Em alguns casos, somente a vítima (ou seu representante legal) é quem pode requerer a investigação policial. Há ainda casos em que pessoas especiais podem agir, como aqueles em que compete ao Ministro da Justiça tomar medidas. São hipóteses em que os crimes a serem apurados são processados por meio de ações penais de iniciativa privada ou mediante representação e requisição.

Nos demais casos, ou seja, nos crimes em que a ação penal é de iniciativa pública incondicionada, qualquer pessoa pode solicitar o início de uma investigação, desde que traga elementos que indiquem a possível ocorrência de um crime. 

Em ambos os casos haverá a participação do Ministério Público, por intermédio do promotor (a) de justiça. Em resumo, a promotoria de justiça atua como fiscal da lei (ação privada), ou como destinatário do inquértio, quando é o "dono" da futura ação penal, tanto quando há necessidade da autorização da vítima (representação) ou nos crimes de ação penal pública incondicionada.

É importante ter em mente que, em tese, nenhuma investigação policial pode ser iniciada sem que hajam elementos que indiquem que há a prática de uma conduta criminosa. Condutas que não tenham repercussão na esfera criminal, ou seja, que não estejam descritas como crime no Código Penal ou outras leis penais, não podem servir de base para qualquer tipo de iniciativa policial, devendo eventual pedido de investigação ser prontamente negado.

A verdade é que não se pode usar a investigação para fazer uma devassa na vida de qualquer pessoa, seja com fins políticos, religiosos ou quaisquer outros.

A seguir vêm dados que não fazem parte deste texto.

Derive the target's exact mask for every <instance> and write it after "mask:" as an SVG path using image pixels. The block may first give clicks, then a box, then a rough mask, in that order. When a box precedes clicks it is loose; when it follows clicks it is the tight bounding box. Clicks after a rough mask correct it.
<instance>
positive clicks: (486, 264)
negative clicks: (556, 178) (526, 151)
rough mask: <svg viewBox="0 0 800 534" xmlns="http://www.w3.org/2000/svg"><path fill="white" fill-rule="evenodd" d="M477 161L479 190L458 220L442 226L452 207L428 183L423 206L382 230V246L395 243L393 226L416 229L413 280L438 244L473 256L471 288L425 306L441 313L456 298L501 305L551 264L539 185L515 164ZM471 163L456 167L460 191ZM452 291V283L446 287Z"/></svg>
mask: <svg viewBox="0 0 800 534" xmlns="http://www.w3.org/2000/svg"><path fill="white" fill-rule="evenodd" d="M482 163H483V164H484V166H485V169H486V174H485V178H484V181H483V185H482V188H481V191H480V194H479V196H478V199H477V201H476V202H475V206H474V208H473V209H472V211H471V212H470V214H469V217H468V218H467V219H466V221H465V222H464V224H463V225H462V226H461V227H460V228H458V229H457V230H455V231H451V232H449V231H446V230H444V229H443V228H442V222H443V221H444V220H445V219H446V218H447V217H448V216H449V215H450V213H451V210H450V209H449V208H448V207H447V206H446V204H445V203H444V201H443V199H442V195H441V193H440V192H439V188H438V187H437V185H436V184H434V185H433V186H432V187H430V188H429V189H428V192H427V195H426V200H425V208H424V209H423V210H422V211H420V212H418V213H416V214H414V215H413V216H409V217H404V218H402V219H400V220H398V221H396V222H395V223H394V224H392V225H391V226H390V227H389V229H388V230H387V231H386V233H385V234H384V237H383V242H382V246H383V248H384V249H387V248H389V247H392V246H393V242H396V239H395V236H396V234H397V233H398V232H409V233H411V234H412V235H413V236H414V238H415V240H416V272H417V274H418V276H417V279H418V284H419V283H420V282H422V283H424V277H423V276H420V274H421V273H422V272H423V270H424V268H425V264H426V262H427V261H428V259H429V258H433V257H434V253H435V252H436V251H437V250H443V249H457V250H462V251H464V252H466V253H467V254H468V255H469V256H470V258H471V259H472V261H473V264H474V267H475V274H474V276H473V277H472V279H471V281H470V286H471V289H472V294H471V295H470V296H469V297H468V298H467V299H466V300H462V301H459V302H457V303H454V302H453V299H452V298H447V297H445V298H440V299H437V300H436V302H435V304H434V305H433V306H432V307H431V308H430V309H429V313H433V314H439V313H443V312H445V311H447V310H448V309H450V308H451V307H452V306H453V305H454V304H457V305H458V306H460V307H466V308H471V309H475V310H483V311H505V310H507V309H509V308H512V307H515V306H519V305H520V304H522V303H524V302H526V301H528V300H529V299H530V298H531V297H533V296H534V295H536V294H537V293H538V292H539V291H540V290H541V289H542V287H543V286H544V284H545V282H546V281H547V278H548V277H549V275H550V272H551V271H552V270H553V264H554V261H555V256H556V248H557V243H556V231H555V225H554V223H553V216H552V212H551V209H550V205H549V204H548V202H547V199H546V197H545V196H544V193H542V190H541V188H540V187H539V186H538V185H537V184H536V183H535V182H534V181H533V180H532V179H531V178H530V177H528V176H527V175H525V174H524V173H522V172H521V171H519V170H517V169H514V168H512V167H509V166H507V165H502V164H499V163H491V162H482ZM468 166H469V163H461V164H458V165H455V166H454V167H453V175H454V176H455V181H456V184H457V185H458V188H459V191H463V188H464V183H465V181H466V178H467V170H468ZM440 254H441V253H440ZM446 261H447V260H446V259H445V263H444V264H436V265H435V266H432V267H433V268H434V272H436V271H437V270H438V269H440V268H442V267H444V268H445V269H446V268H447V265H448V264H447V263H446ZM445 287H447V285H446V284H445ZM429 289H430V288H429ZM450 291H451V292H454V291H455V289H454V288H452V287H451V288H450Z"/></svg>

Outro ponto importante de destacar é que o inquérito, via de regra, é sigiloso, o que significa que não é possível consultá-lo, acessá-lo. No entanto, essa regra não se aplica integralmente aos advogados, que para fazerem a defesa dos interesses do seu cliente tem o direito de acessar todo o inquérito e peças de informações.

Portanto, se você receber uma intimação policial, significa que a autoridade policial (o delegado de polícia) está conduzindo uma investigação e, de alguma forma, você está vinculado à ela. Isso, todavia, não significa que você esteja sendo acusado de praticar algum crime. Existem diversas outras razões para ser intimado e vamos abordar as principais delas abaixo: 

Intimação para esclarecimento e contribuição

Você não é o foco da investigação, ou seja, nesse primeiro momento todo o trabalho da polícia para elucidar os fatos e apurar os participantes de alguma ação criminosa não está direcionado para você, que não é um suspeito, averiguado ou investigado.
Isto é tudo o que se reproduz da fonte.